Some issues of increasing the energy efficiency of ships by improving navigation methods
Traditional ship passing methods are mostly focused on minimizing the risk of collision without considering fuel consumption, which complicates achieving sustainable development goals in maritime transport. At the same time, rising fuel costs, tightening international environmental regulations, and the need to reduce greenhouse gas emissions highlight the importance of integrating energy efficiency principles into the navigation decision-making process.

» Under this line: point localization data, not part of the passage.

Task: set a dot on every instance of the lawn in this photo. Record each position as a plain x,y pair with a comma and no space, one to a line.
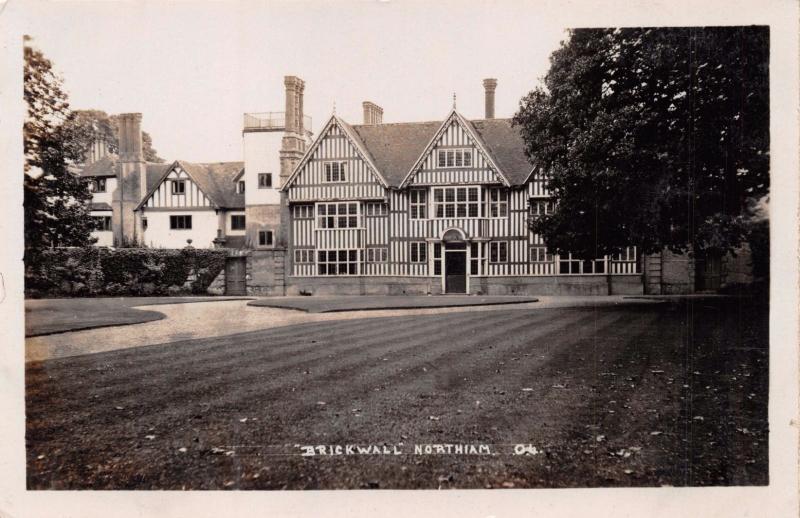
668,394
48,316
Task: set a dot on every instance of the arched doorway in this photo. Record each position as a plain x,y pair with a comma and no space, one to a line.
455,261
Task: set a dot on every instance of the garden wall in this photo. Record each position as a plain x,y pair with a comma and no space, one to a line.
91,271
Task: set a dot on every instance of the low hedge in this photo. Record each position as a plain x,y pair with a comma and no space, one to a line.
90,271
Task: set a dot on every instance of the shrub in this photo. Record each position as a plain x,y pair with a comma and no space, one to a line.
94,271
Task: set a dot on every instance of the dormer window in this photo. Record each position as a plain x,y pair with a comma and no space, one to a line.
335,171
454,158
179,187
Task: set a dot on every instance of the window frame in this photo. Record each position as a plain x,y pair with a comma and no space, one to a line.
175,190
323,218
235,217
454,158
328,172
267,243
265,180
174,220
495,205
418,252
418,208
455,203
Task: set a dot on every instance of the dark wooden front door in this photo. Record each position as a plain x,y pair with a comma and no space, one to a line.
235,271
455,271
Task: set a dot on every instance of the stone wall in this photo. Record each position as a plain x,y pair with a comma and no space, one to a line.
557,285
266,272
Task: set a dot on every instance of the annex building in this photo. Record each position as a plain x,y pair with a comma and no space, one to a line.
433,207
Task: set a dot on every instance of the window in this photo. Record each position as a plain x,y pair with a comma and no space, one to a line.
498,252
102,223
419,251
264,180
337,262
456,202
377,209
264,238
474,258
337,215
180,222
419,203
454,158
498,202
303,211
541,207
335,171
304,256
178,186
377,255
237,222
539,254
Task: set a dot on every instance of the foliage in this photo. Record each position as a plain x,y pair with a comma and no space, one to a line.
56,200
653,137
90,271
97,124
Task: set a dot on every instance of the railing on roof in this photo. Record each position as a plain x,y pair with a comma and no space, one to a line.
270,121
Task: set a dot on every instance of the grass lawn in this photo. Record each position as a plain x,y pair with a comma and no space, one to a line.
48,316
647,395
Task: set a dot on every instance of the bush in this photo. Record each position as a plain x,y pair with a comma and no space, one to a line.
75,272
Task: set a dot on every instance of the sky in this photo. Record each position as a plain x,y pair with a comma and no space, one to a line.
192,69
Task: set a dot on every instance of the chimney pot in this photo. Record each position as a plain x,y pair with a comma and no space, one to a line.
489,86
373,114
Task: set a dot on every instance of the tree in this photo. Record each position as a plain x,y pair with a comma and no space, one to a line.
56,200
651,137
100,125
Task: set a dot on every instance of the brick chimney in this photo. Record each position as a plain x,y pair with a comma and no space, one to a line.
373,114
293,144
489,85
132,181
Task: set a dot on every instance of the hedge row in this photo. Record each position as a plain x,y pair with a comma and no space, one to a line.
75,272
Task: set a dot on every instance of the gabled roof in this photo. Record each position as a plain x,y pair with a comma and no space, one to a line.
216,180
354,139
455,116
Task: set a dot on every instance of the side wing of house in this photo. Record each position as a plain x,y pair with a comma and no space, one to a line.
177,210
330,194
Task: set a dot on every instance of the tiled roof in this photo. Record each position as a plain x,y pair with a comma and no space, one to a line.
100,206
217,181
396,147
106,166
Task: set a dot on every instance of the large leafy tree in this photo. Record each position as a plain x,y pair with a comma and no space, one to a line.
652,137
100,125
56,200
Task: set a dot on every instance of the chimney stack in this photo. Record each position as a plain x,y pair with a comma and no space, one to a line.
373,114
489,85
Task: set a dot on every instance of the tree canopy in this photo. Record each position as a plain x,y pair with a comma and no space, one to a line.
656,137
56,200
97,124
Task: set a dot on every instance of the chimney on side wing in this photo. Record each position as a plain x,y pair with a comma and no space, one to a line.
373,114
489,85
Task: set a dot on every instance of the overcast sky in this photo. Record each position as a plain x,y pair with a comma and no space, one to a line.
193,69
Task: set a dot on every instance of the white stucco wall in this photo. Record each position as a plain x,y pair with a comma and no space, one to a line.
262,155
228,230
202,233
105,197
104,237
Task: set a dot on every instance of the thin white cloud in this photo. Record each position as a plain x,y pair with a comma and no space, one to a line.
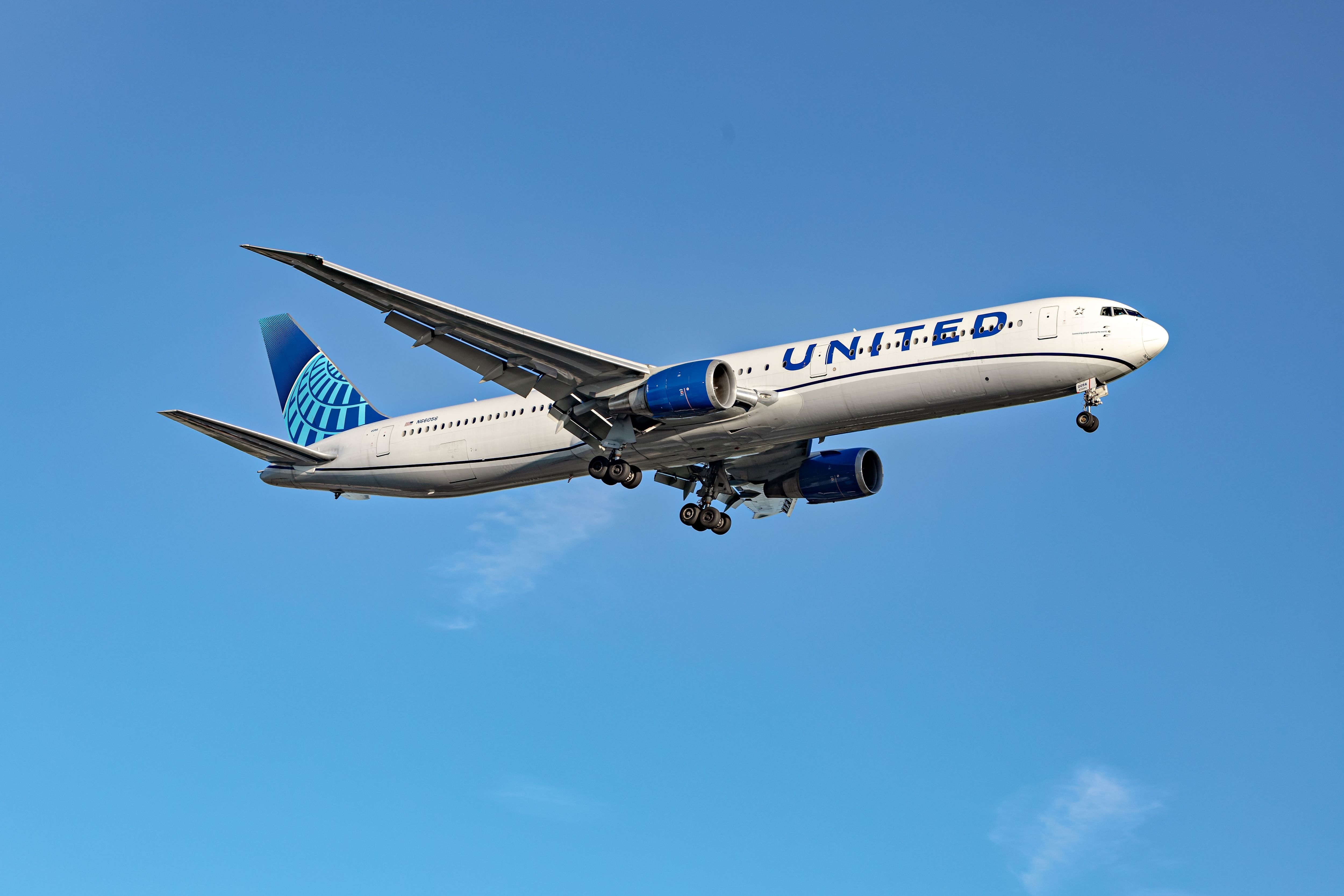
452,624
1078,827
544,801
517,542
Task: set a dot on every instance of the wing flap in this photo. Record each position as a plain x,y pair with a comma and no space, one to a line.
513,346
268,448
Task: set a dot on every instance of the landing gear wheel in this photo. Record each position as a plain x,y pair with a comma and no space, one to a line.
616,472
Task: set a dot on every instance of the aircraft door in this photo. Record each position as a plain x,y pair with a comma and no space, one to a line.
1048,327
819,363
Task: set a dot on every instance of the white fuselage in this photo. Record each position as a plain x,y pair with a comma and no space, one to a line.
1043,350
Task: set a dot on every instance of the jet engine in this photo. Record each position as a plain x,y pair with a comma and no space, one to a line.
685,390
831,476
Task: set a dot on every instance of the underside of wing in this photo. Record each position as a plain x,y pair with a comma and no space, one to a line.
268,448
492,348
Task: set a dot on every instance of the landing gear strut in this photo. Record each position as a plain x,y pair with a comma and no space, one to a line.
703,516
1093,393
613,469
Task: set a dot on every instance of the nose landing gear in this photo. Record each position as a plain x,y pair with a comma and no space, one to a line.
613,471
1093,393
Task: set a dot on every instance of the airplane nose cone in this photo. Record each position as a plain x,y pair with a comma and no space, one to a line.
1155,339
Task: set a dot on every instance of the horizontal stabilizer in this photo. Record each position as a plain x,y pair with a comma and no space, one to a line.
268,448
562,365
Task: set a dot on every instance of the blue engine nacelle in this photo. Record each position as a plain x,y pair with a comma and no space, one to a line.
685,390
831,476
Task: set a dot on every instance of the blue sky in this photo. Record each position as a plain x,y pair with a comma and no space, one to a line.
1037,663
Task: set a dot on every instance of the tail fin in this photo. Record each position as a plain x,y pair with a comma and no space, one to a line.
315,397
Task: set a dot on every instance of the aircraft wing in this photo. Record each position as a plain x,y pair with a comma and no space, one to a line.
268,448
495,350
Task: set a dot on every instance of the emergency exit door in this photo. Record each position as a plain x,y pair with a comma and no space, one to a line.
1048,324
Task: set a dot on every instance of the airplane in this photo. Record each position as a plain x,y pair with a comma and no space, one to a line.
737,429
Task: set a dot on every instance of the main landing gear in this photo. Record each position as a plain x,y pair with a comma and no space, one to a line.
1093,393
703,516
706,518
613,469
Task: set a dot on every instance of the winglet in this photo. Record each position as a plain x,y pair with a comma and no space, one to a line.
294,260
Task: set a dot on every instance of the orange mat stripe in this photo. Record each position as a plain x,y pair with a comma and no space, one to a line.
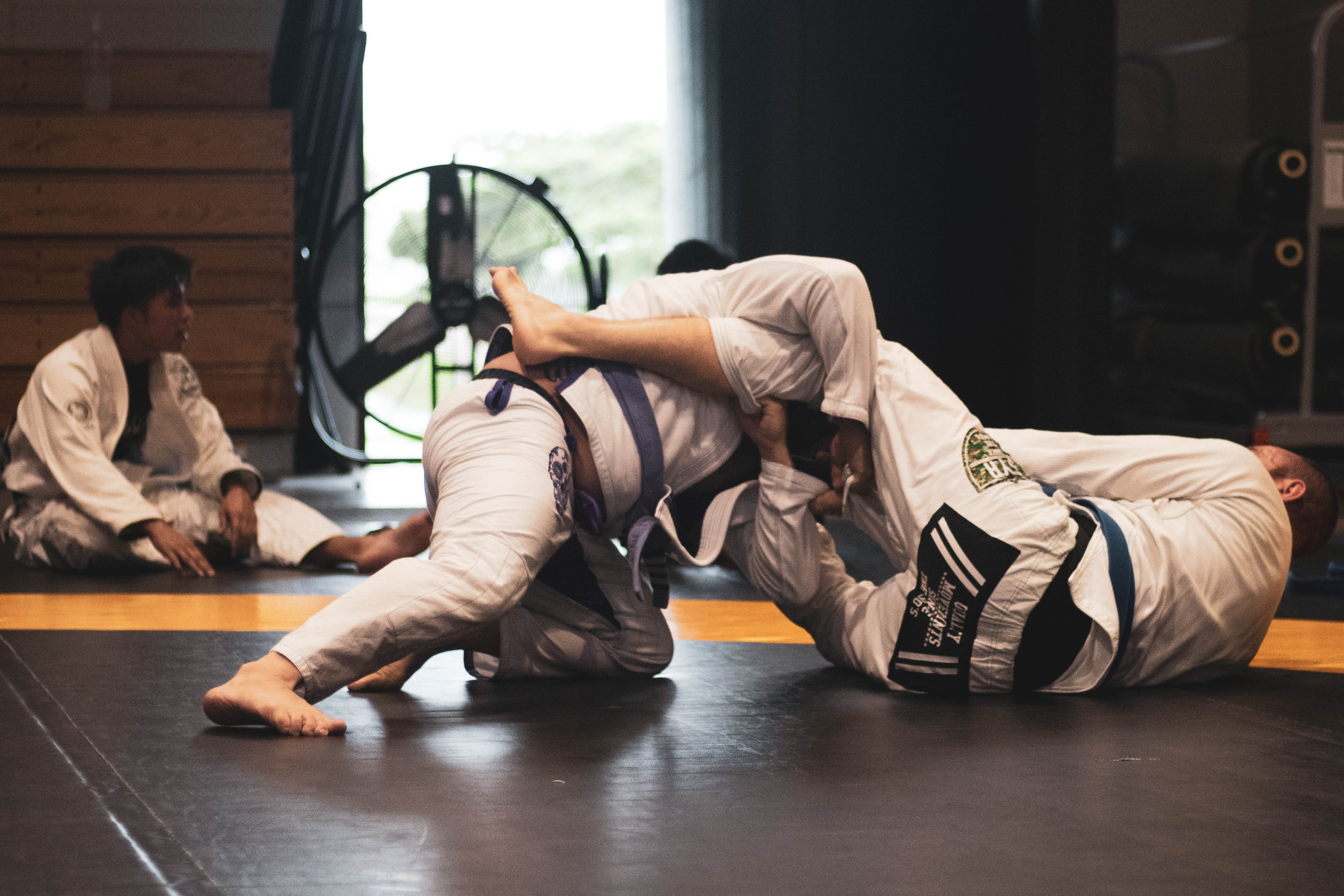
756,621
159,612
1307,645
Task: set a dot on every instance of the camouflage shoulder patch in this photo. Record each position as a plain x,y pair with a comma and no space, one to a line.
80,410
189,386
987,464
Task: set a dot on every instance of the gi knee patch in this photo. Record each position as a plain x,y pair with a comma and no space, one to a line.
959,567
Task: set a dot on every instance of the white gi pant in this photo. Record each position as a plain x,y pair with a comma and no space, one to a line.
976,543
53,532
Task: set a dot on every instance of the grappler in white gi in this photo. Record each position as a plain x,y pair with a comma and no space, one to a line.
1167,566
499,460
119,461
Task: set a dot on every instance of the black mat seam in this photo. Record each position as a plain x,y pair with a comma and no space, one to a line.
150,839
1273,721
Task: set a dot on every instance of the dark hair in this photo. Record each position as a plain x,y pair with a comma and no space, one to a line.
132,279
1314,515
694,254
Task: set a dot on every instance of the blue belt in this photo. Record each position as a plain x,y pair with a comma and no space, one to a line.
646,538
1121,578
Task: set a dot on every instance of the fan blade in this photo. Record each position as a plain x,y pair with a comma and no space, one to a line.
487,318
449,242
416,332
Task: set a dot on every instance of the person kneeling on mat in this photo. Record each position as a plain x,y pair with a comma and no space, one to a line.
120,463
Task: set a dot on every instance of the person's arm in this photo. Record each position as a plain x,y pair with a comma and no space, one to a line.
58,417
238,512
501,495
1135,467
788,316
218,468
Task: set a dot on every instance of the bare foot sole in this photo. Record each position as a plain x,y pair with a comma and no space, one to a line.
255,698
538,324
393,676
407,541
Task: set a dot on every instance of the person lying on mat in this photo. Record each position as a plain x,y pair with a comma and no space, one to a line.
522,460
117,461
1027,559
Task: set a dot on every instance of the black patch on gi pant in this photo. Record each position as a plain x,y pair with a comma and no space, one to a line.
959,567
568,572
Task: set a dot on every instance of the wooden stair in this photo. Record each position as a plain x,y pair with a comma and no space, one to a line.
189,158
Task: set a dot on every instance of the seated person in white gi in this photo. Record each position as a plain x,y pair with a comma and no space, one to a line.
1002,583
518,457
119,461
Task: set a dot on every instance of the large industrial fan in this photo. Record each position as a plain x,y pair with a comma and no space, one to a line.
412,331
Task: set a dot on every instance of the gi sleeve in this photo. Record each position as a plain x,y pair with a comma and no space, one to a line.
503,485
823,299
215,451
58,417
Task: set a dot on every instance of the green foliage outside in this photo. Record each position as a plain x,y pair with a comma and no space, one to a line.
609,186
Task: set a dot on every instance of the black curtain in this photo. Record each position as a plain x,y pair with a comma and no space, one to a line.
959,152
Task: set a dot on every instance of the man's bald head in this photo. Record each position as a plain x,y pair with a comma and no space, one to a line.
1314,505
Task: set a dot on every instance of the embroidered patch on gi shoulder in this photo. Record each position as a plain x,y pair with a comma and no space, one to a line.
959,567
987,464
189,386
560,468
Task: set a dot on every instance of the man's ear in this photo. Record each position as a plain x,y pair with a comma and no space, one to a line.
1291,489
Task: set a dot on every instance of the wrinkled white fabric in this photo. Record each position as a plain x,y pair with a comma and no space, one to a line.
498,515
58,535
501,489
1207,534
823,304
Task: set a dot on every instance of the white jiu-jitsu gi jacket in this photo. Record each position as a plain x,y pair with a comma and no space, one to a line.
499,484
73,414
1206,528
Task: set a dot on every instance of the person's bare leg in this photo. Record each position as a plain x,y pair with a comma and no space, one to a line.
371,553
394,675
681,349
262,692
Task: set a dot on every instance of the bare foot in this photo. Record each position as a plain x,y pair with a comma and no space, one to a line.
376,551
539,326
262,694
394,675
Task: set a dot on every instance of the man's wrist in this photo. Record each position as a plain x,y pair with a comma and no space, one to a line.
238,480
777,454
140,528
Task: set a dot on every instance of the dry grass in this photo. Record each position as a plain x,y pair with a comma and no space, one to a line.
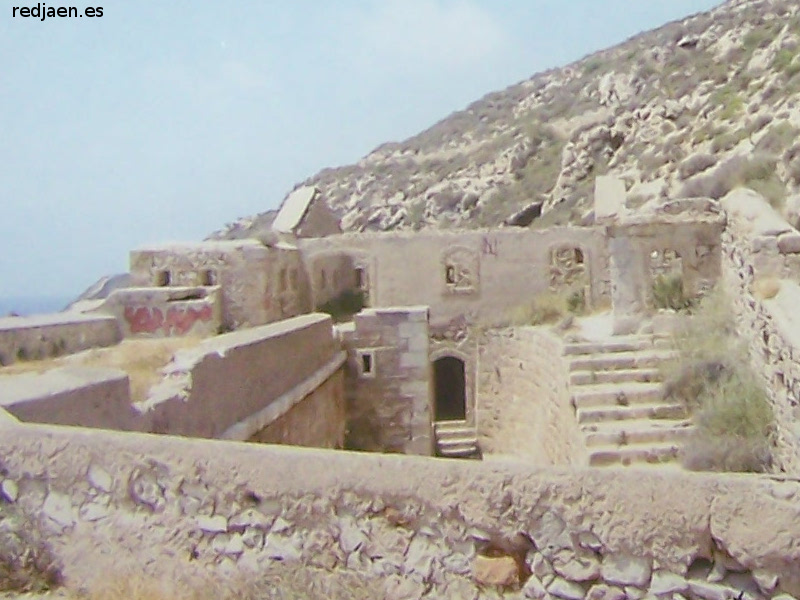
142,360
279,582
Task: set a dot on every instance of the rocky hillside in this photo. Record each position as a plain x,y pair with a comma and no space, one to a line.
693,108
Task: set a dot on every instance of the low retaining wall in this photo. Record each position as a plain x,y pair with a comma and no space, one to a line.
524,406
760,250
77,396
45,336
167,311
180,510
237,384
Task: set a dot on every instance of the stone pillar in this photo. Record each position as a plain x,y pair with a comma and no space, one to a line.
628,283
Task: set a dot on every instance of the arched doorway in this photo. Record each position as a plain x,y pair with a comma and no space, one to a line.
451,390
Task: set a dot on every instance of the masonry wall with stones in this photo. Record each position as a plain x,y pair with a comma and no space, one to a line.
388,383
259,284
112,503
524,404
479,275
38,337
761,264
237,385
167,311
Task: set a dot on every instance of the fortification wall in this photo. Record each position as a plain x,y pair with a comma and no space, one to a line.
524,404
236,385
482,275
79,396
44,336
184,510
259,284
389,381
167,311
761,252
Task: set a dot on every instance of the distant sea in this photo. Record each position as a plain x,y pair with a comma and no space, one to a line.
33,305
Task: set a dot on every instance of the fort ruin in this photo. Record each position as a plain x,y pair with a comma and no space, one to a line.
434,365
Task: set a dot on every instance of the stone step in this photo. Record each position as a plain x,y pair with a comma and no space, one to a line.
618,376
640,431
602,456
457,449
615,344
616,394
624,413
620,360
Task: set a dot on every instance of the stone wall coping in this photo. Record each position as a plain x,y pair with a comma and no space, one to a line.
51,320
247,428
30,387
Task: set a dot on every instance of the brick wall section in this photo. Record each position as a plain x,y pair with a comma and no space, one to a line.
389,410
230,378
317,420
45,336
524,406
752,254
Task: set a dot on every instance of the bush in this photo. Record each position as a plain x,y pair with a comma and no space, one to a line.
27,564
668,292
729,406
344,306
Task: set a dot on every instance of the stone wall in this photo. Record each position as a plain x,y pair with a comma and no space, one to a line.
760,252
259,284
78,396
167,311
479,275
45,336
524,405
182,510
316,421
235,385
388,382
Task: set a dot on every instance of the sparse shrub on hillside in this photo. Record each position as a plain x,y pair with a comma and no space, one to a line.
729,406
696,164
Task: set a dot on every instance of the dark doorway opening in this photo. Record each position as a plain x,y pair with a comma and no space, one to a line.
451,389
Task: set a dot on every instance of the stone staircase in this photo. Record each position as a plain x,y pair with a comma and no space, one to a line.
617,394
456,439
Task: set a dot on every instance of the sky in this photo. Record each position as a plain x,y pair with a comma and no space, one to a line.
163,121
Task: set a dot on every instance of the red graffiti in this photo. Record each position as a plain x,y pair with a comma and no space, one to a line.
178,321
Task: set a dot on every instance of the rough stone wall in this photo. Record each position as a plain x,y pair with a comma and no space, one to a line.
181,510
229,384
78,396
388,383
259,284
524,406
167,312
479,275
762,249
32,338
316,421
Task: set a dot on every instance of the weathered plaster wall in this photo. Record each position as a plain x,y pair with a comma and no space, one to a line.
44,336
236,384
388,383
524,404
181,510
259,284
761,249
478,274
317,421
167,311
79,396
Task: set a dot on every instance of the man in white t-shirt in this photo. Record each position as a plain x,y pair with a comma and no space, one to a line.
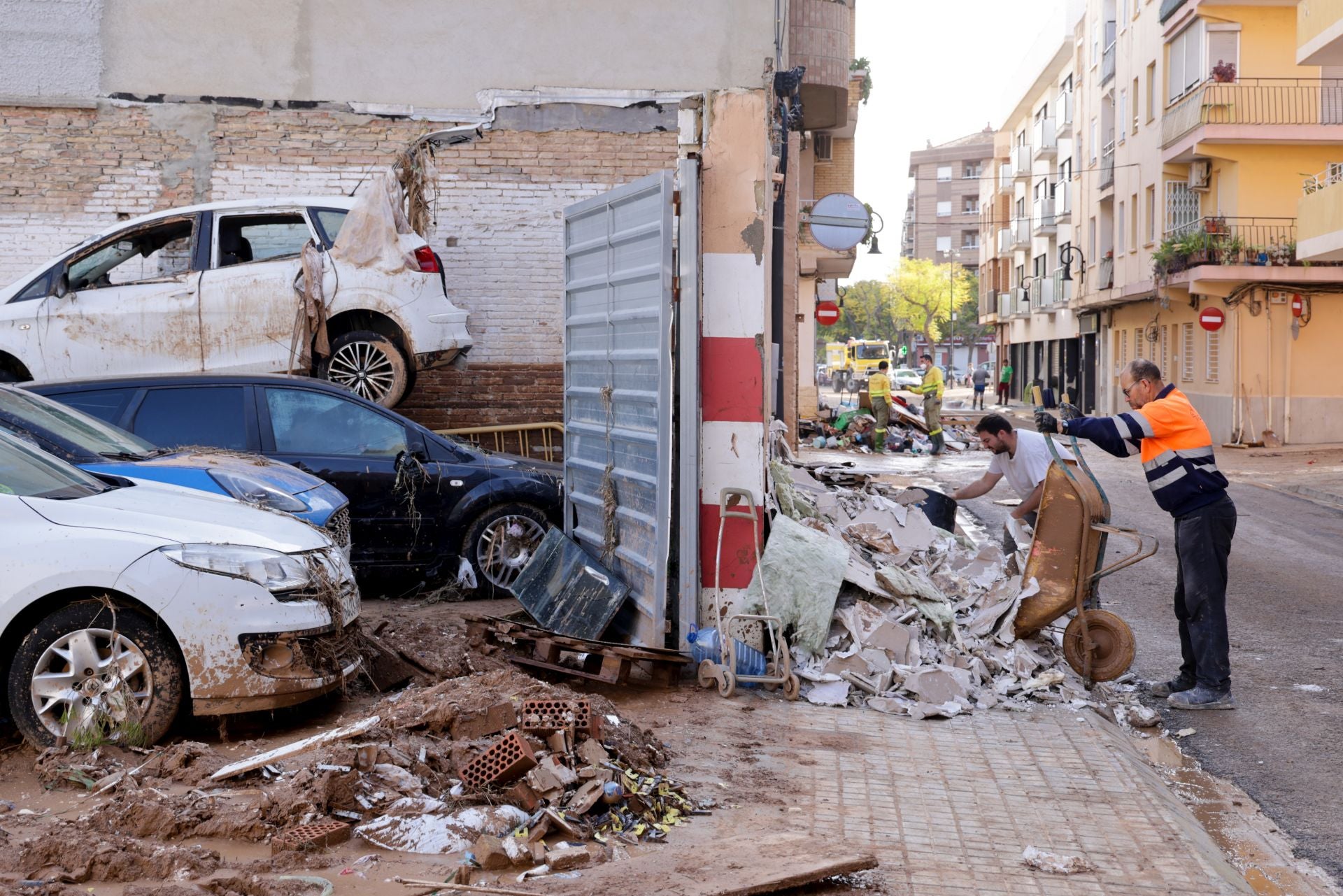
1018,455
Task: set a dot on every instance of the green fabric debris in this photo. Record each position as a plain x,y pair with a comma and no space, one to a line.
802,570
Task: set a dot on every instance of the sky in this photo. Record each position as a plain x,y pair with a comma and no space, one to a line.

This work examines the functional capabilities of overlaying radar imagery on the ECDIS display as one of the key tools supporting energy-efficient maneuvering during ship passing. The advantages and limitations of integrating radar information with electronic navigational charts are analyzed, as well as the impact of such integration on improving navigation accuracy, reducing collision risks, and supporting sustainable fuel use. The relevance of integrating radar information with ECDIS to enhance real-time situational awareness is substantiated. It is shown that combining radar data with ECDIS significantly reduces the risks of erroneous decisions in conditions of limited visibility and high traffic density, and also provides better situational interpretation for making energy-efficient maneuvering decisions. It is determined that such integration is a key component of modern navigation decision support systems, as it allows consideration of the real situation and characteristics of target objects while accounting for safe and economically feasible courses.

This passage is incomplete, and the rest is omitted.